Die über das Internet gewonnenen Informationen könnten diese Verunsicherung nur zum Teil ausräumen, glaubt Candidus. Schließlich sei ein hoher Grad an Verständnis für die einzelne Indikation, Diagnose und Therapie erforderlich, um die Informationen auch wirklich zu begreifen. Stefan Etgeton, Referent bei der Verbraucherzentrale Bundesverband (vzbv), ergänzt: "Vor allem ist meistens nicht klar, mit welcher Interessenslage das jeweilige Informationsangebot verbunden ist." Denkbar sei beispielsweise, dass die Industrie hinter einer Website stecke, aber auch Informationen von Krankenhäusern, (Zahn-)Ärzten oder Alten- und Pflegeeinrichtungen könnten geprägt sein. Eine Orientierungshilfe ist nach Ansicht Etgetons das Aktionsforum Gesundheitsinformationssysteme. Das biete eine Transparenzprüfung an und vergebe dafür ein zeitlich begrenztes Qualitätssiegel. Oder aber, rät Candidus, der Patient schaue bei einem neuen Forum zunächst auf das Impressum.
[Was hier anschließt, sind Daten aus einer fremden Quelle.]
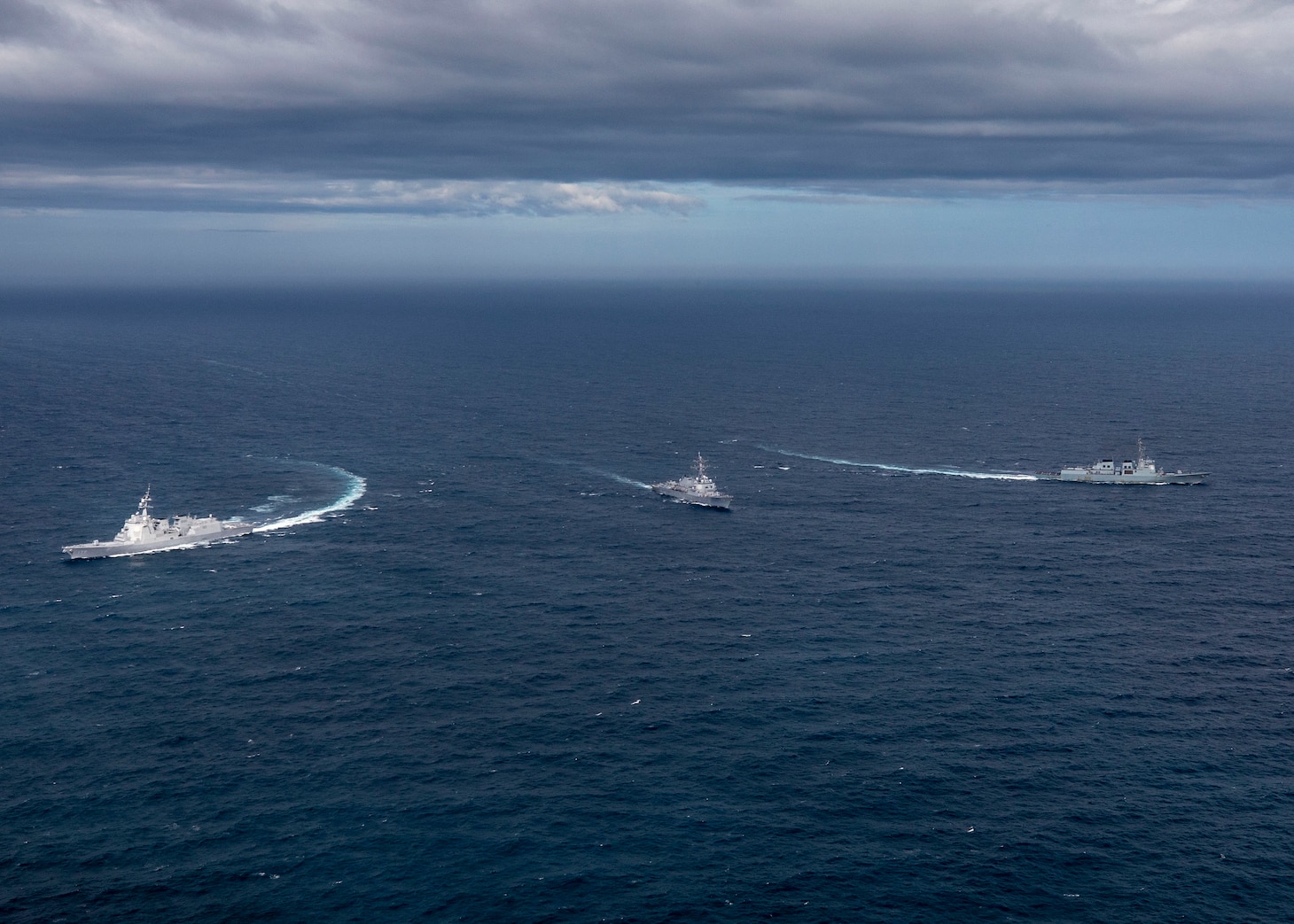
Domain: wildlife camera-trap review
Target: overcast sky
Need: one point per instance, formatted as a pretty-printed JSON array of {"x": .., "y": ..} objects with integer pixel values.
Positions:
[{"x": 149, "y": 139}]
Dann sei immerhin der Urheber und somit Verantwortliche für die Internetseite erkennbar.
Überinformiert und unsicher: stimmt das wirklich?
Für "überinformiert" ob der Vielzahl an Informationen hält Gerd Marstedt den Patienten von heute dennoch nicht. Der Mit-Autor der Bremer Studie glaubt vielmehr, dass informierte Patienten lediglich Spezialisten für ihre eigenen Beschwerden oder Erkrankungen sind, "Laienmediziner mit Scheuklappe", wie er es nennt. Einer Schweizer Studie zufolge sei das Grundwissen in der Bevölkerung über wirklich bedeutsame gesundheitliche Fakten in allen Bevölkerungsschichten "erschreckend gering". Marstedt: "Von einer Überinformation sind wir noch sehr weit entfernt."